- Sire: Amerigo
- Grandsire: Nearco
- Dam: Morn Again
- Damsire: Sun Again
- Sex: Filly
- Foaled: 1963
- Country: United States
- Colour: Chestnut
- Breeder: Allaire du Pont
- Owner: Bohemia Stable
- Trainer: George M. Baker
- Record: 49- 21-9-5
- Earnings: US$552,972

Major wins
- Firenze Handicap (1967, 1968) Matchmaker Stakes (1967, 1968) Molly Pitcher Handicap (1967, 1968) Maskette Handicap (1967) New York Handicap (1967) Delaware Handicap (1968) Vineland Handicap (1968) Ladies Handicap (1968) Sheepshead Bay Handicap (1968)

Honours
- Aiken Thoroughbred Racing Hall of Fame (1977) Maryland Thoroughbred Hall of Fame (2013)

= Politely =

American-bred Thoroughbred racehorse

Politely (foaled 1963 in Maryland) was an American Thoroughbred racehorse.

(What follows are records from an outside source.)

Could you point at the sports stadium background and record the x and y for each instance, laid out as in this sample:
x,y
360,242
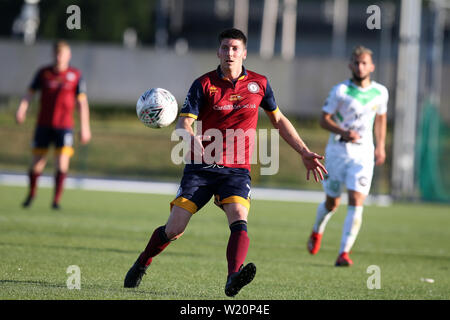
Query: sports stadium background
x,y
125,47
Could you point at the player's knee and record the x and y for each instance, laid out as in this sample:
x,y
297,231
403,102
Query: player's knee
x,y
332,203
235,212
174,232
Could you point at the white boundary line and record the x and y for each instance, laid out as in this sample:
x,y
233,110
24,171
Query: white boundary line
x,y
168,188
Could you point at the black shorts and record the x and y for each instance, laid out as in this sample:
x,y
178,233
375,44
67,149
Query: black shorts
x,y
62,139
201,182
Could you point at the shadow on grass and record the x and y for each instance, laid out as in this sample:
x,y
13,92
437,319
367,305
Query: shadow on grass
x,y
33,282
92,249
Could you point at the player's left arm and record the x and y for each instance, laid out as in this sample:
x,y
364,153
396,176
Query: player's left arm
x,y
290,135
83,110
380,127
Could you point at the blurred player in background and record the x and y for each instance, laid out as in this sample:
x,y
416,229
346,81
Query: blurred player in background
x,y
62,88
223,99
354,109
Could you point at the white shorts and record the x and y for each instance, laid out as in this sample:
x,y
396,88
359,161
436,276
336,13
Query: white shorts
x,y
355,174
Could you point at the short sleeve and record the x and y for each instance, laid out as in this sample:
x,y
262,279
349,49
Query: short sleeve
x,y
81,86
36,82
268,102
332,102
194,101
384,101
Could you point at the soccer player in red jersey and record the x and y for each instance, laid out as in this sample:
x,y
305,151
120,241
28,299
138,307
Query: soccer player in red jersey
x,y
62,89
223,101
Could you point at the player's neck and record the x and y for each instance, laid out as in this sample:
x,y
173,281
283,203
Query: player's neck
x,y
231,74
60,68
363,83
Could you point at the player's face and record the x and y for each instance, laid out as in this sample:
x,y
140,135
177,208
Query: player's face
x,y
361,66
62,57
231,53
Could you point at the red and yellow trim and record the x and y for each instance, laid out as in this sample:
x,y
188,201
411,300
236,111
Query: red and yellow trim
x,y
233,199
40,151
64,150
274,111
185,204
190,115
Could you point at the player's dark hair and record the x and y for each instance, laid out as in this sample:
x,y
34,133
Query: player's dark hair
x,y
60,44
233,33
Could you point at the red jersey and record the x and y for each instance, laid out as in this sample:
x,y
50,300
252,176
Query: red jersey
x,y
58,96
229,111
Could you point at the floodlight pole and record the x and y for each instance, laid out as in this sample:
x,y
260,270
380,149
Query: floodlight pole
x,y
268,29
340,17
439,8
406,100
289,29
241,10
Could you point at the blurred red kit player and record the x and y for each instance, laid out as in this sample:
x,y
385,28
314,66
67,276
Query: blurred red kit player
x,y
62,90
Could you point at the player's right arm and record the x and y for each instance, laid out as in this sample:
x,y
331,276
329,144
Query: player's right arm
x,y
327,122
186,132
21,112
331,107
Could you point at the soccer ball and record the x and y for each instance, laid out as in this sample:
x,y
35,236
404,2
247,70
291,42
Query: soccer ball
x,y
157,108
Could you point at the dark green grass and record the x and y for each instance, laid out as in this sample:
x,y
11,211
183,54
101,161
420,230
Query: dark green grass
x,y
104,232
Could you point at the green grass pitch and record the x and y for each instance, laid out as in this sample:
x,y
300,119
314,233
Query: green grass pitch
x,y
103,233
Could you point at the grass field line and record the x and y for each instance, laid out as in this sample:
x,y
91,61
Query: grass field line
x,y
168,188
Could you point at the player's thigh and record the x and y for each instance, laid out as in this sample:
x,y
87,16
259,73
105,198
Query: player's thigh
x,y
359,176
41,142
38,163
356,198
233,196
63,139
194,192
332,203
177,222
235,212
334,180
62,162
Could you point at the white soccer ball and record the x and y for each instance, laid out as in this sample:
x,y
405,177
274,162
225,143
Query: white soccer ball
x,y
157,108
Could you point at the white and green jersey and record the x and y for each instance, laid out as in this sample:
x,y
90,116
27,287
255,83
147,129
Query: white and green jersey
x,y
355,108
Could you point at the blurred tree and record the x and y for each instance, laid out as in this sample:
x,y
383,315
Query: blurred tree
x,y
103,21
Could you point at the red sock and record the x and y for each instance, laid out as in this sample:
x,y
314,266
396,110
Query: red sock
x,y
33,177
157,243
237,246
59,185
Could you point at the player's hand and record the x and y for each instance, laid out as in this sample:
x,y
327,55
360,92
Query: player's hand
x,y
85,136
312,163
20,116
380,156
350,136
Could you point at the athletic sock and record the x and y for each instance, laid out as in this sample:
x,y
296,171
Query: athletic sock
x,y
351,228
59,185
33,177
157,243
237,246
322,217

She was bred by Allaire du Pont and raced under her Bohemia Stable banner. Her sire, Amerigo, a son of the great Nearco, was a stakes winner of races in England and the United States including the Coventry Stakes, New York Handicap and the San Juan Capistrano Handicap. Her dam was Morn Again, a daughter of Calumet Farm's multiple stakes winner Sun Again.

When Politely, trained by George Baker, raced at age three, her best outing was a third to 1965 American Horse of the Year Moccasin in the 1966 Test Stakes. At ages four and five, she was one of the top fillies in the United States, scoring back-to-back wins in three important stakes races, which included equalling and breaking the Monmouth Park track record in the Matchmaker Stakes.

Retired to broodmare duty, Politely produced eleven foals between 1971 and 1987. She was bred to top stallions such as Hoist The Flag, Dr. Fager, Alydar, The Minstrel, Smarten and Northern Dancer, but her offspring met with limited racing success.

In 1977 Politely was inducted into the Aiken Thoroughbred Racing Hall of Fame and into the Maryland Thoroughbred Hall of Fame in 2013.